Performance drop when using multiple sources

flavio.mello · April 9, 2024, 8:43pm

Please provide complete information as applicable to your setup.
• Hardware Platform (Jetson / GPU) Jetson Xavier AGX
• DeepStream Version 6.3.0
• JetPack Version (valid for Jetson only) 5.1
• TensorRT Version 8.5.2.2

I know AGX Xavier supports 52x 1080p30 (H.265), and you can even use deepstream-test3-app with several sources that you hardly see FPS being dropped. But in my script there is some kind of bottleneck, or even a synchronous behavior, that is reducing the FPS, almost 20% every source is added.

My source is an RTSP stream 1920x1080@25fps. Using 1 uridecodebin as a source bin, I get 24.2fps. With 2 source bins I get 18.2fps, with 3 source bins I get13.4fpf. And this decreases on and on as I increase the number of source bins. And it shouldn’t because AGX Xavier is capable to keep 24-25fps for many inputs like that. So I am missing something.

My pipeline goes like this:

uridecodebin [1..N] -> nvstreammux -> nvinfer -> nvtracker  -> nvtee ->  nvstreamdemux -> nvvideoconv[1..N] -> nvosd[1..N]

I read some posts on queue and how it can provide asynchronous behavior. So I added a queue between every element, just like this:

uridecodebin [1..N] -> nvstreammux -> queue1 -> nvinfer ->  queue2 -> nvtracker  ->  queue3 -> nvtee ->   queue4 -> nvstreamdemux ->  queue_demux_conv[1..N]-> nvvideoconv[1..N] ->  queue_conv_osd[1..N] -> nvosd[1..N]

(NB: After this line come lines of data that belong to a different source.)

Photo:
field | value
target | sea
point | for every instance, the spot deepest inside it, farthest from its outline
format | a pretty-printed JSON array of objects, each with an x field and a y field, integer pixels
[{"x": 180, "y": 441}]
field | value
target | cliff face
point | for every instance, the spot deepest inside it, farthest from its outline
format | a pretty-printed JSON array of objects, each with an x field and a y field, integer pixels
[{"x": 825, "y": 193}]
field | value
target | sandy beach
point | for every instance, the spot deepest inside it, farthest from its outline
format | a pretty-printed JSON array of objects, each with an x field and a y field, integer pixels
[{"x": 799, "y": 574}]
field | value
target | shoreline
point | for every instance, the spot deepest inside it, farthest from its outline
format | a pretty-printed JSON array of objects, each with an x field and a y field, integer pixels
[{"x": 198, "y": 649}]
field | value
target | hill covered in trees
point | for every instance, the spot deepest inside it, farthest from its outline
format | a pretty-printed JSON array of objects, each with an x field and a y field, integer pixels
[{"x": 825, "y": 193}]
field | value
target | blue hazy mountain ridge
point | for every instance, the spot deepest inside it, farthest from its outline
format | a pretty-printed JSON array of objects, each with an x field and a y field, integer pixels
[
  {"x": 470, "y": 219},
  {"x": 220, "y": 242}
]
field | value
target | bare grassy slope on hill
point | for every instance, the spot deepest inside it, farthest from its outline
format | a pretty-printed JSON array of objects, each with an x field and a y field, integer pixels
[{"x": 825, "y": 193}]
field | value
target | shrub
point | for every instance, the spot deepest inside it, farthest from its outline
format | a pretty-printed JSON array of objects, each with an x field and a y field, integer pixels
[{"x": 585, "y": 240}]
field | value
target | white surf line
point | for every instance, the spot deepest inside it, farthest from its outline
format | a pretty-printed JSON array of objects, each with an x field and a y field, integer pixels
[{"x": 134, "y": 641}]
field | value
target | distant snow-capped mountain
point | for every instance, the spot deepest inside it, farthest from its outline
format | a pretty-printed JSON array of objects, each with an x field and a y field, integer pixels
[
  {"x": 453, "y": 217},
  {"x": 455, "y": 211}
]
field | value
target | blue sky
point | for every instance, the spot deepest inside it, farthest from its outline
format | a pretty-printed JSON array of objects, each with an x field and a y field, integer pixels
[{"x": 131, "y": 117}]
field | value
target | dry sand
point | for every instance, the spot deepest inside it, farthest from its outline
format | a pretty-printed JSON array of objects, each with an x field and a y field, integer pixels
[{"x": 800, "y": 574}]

If queues were an issue, there must be something more, because it made no difference to the decaying performance. Thus, I undid the inclusion of queues and I am back to the original pipeline. Does any one can give me any tip about what’s wrong? This is my script
flavio_forum.py.txt (22.5 KB)
.

Thanks in advance.

fanzh · April 10, 2024, 8:12am

why do you comment out “pgie.set_property(“batch-size”, number_sources)”? if using multiple sources, the engine batch-size should be updated accordingly.
please refer to deepstream_test_3.py. which has a similar media pipeline.
please refer to this topic for performance improvement.

flavio.mello · April 10, 2024, 12:23pm

batch-size=1 because “Backend has maxBatchSize 1 whereas 3 has been requested”. I am using Yolov5. I downloaded the yolov5s.pt and converted it to .onnx, and this onnx is the one being loaded.

fanzh · April 11, 2024, 5:44am

if commenting out “pgie.set_property(“batch-size”, number_sources)”, nvinfer will use fixed batch-size1 engine. it is not reasonable. if using multiple sources, nvinfer need to use a batch-size >1 engine for a higher performance.

flavio.mello · April 11, 2024, 1:59pm

This is clear to me, but my point is the error (“Backend has maxBatchSize 1 whereas 3 has been requested”). The exporting from .pt to .onnx was done with --dymanics, which mean that the model should support a dynamic size of batches. So, when I use batch-size=3, for instance, the pipeline gives me such error, even though the model should support it.

fanzh · April 11, 2024, 2:44pm

could you share a whole log and nvinfer configuration file?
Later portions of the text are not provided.